On Your Side After An Injury

Workers’ injuries: 17 amputations at Tyson Foods in 9 months

Workers in meat processing plants nationwide, including here in Missouri, are exposed to too many amputation hazards. This is the opinion of a professor of occupational health who requested the details of federal injury reports for Tyson Foods — one of the largest processors and marketers of beef, chicken and pork in the world. She said that an average of two workers per month suffered workers’ injuries that led to amputations starting in 2015, and she requested information about such injuries from January through September of 2015.

The information revealed that 17 workers suffered amputation injuries during those nine months. This included an impeller causing the loss of a worker’s fingertip, a worker losing three fingers when he worked with a skinner and one employee at the company’s Missouri plant who lost both his hands when he became entangled in an auger. All these injuries were possibly caused by unguarded working parts of machines.

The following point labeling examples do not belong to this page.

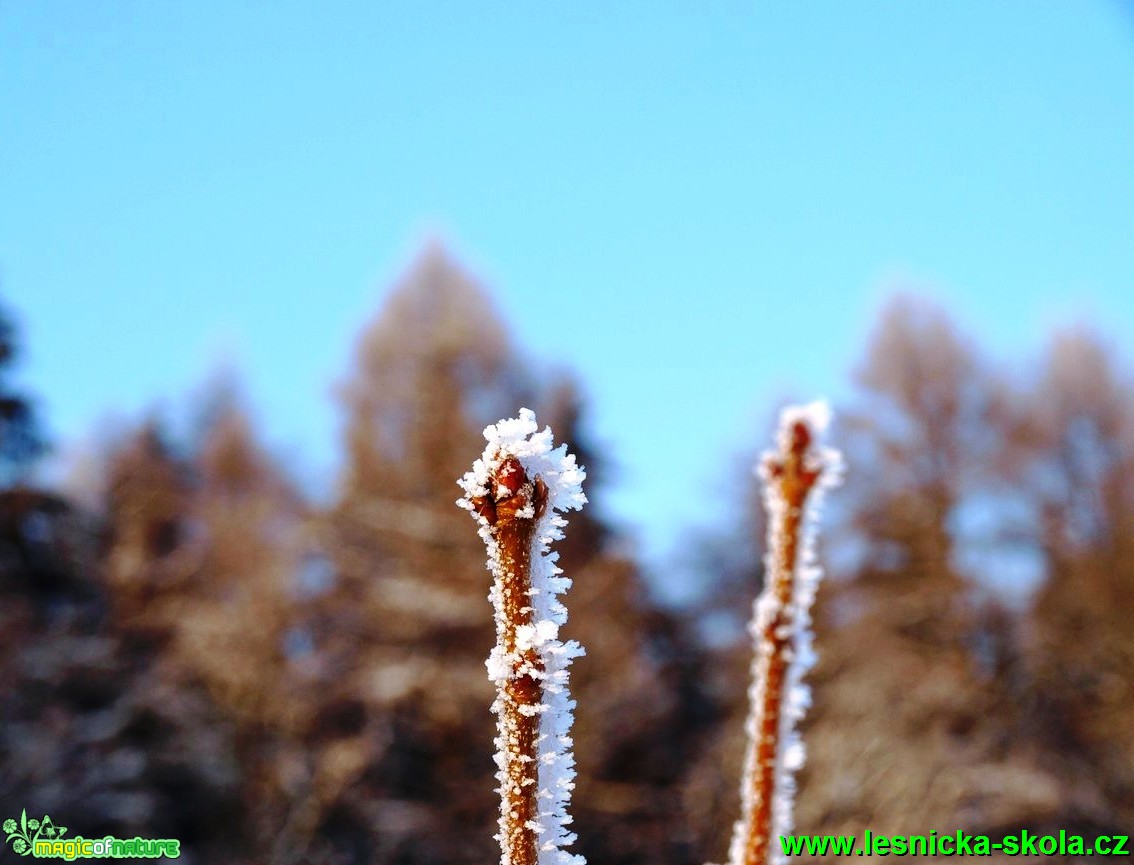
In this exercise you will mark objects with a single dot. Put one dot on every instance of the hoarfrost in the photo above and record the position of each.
(793, 625)
(519, 438)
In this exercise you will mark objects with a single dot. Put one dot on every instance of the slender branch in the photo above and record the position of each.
(515, 507)
(781, 641)
(513, 517)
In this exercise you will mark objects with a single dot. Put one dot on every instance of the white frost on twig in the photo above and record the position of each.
(519, 438)
(796, 616)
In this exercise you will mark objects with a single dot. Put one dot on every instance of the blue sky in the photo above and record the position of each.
(697, 206)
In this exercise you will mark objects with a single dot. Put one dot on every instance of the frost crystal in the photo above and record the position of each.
(795, 476)
(517, 491)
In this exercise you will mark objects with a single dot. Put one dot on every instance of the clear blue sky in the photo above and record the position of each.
(726, 189)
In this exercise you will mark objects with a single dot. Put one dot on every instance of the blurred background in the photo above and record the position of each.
(268, 270)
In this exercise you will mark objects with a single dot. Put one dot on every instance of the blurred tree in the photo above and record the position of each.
(20, 438)
(1074, 464)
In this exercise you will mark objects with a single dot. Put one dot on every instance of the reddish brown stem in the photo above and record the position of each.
(513, 507)
(795, 477)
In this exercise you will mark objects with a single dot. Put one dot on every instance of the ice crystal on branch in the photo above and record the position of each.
(794, 477)
(517, 491)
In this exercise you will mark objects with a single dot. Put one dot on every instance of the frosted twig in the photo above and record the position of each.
(515, 492)
(793, 476)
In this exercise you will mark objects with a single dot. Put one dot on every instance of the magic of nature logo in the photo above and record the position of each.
(43, 839)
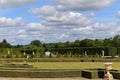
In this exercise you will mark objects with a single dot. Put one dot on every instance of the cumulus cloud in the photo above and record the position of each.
(35, 26)
(118, 14)
(9, 22)
(15, 3)
(79, 5)
(44, 11)
(67, 20)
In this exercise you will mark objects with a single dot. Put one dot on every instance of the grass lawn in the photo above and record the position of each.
(73, 65)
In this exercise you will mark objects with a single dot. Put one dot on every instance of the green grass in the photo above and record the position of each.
(73, 65)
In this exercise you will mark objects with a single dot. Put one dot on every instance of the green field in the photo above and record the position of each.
(73, 65)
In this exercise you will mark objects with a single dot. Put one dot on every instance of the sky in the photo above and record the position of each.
(51, 21)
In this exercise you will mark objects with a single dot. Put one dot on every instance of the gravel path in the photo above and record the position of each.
(47, 79)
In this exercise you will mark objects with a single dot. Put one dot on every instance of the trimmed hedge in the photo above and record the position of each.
(39, 74)
(89, 74)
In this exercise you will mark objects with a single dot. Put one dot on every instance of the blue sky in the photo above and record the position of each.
(22, 21)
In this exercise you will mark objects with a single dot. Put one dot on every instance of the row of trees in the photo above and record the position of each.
(40, 48)
(109, 42)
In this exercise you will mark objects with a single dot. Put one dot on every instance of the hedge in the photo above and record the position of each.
(39, 74)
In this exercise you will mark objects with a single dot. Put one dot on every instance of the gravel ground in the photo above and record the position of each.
(47, 79)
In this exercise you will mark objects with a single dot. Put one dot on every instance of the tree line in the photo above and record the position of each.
(107, 42)
(76, 48)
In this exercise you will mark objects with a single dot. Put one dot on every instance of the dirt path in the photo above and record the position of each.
(47, 79)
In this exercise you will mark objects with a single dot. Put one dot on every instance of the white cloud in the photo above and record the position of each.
(44, 11)
(67, 20)
(78, 5)
(35, 26)
(118, 14)
(15, 3)
(9, 22)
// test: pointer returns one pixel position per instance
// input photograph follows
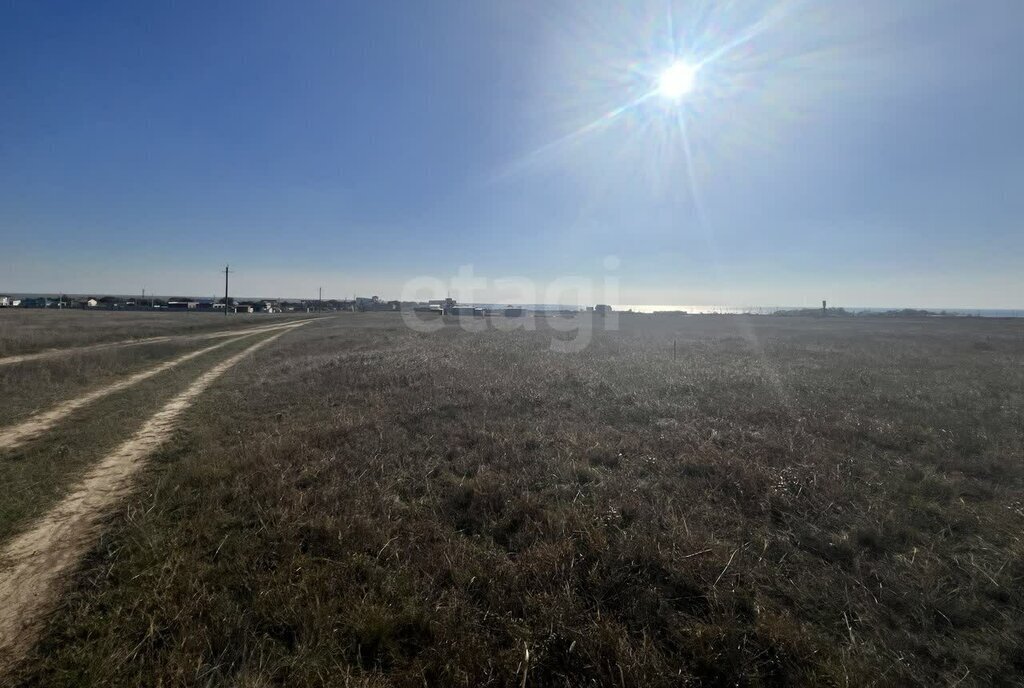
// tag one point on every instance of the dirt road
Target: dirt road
(33, 564)
(49, 353)
(37, 425)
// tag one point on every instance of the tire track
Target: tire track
(34, 426)
(49, 353)
(33, 563)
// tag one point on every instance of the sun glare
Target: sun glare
(676, 81)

The professor emphasized the fact that these injuries did not include those that occurred in the 10 states that have their own Occupational Safety and Health Administration programs. Nor does it include any injuries suffered at other meat processing companies. It was also mentioned that, despite the OSHA rules that all amputation injuries and hospitalizations must be reported within 24 hours, it is believed that about 70 percent typically under report injuries in the meat processing industry.

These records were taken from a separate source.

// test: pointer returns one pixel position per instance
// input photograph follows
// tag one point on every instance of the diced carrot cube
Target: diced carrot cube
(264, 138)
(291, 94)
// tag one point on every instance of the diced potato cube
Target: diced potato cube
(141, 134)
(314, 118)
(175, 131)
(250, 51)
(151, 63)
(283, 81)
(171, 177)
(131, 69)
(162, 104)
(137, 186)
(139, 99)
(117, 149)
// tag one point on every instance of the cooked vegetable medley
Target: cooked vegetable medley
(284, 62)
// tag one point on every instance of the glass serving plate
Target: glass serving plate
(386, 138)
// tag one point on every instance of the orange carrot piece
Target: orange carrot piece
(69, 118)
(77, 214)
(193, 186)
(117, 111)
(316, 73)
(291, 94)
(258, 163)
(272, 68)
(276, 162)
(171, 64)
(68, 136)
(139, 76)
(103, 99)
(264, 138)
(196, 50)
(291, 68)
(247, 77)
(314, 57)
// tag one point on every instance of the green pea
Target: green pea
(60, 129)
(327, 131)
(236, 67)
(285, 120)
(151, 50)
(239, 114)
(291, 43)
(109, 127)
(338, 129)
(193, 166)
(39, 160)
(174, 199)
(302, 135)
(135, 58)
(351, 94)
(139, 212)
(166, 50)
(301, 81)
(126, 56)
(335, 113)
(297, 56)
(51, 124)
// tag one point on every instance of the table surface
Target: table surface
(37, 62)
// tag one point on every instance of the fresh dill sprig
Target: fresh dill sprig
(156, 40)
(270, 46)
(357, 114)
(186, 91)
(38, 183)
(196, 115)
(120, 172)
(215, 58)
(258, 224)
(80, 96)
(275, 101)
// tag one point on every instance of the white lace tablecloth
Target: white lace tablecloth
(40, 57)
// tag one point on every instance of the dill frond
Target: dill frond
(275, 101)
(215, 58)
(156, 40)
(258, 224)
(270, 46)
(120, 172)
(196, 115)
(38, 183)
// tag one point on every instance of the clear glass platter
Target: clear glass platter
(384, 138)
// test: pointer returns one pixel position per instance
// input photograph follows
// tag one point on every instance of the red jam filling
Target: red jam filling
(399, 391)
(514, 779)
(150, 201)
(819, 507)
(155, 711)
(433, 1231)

If safeguards that protect workers from moving machine parts are not present, employees may continue to suffer workers’ injuries that can potentially cause temporary or permanent disabilities. Although money cannot replace lost limbs, amputation victims in Missouri may pursue financial relief by filing workers’ compensation benefits claims. The insurance program typically covers medical expenses and a percentage of lost income, and additional compensation may be awarded to those who suffer disabilities as the result of workplace accidents.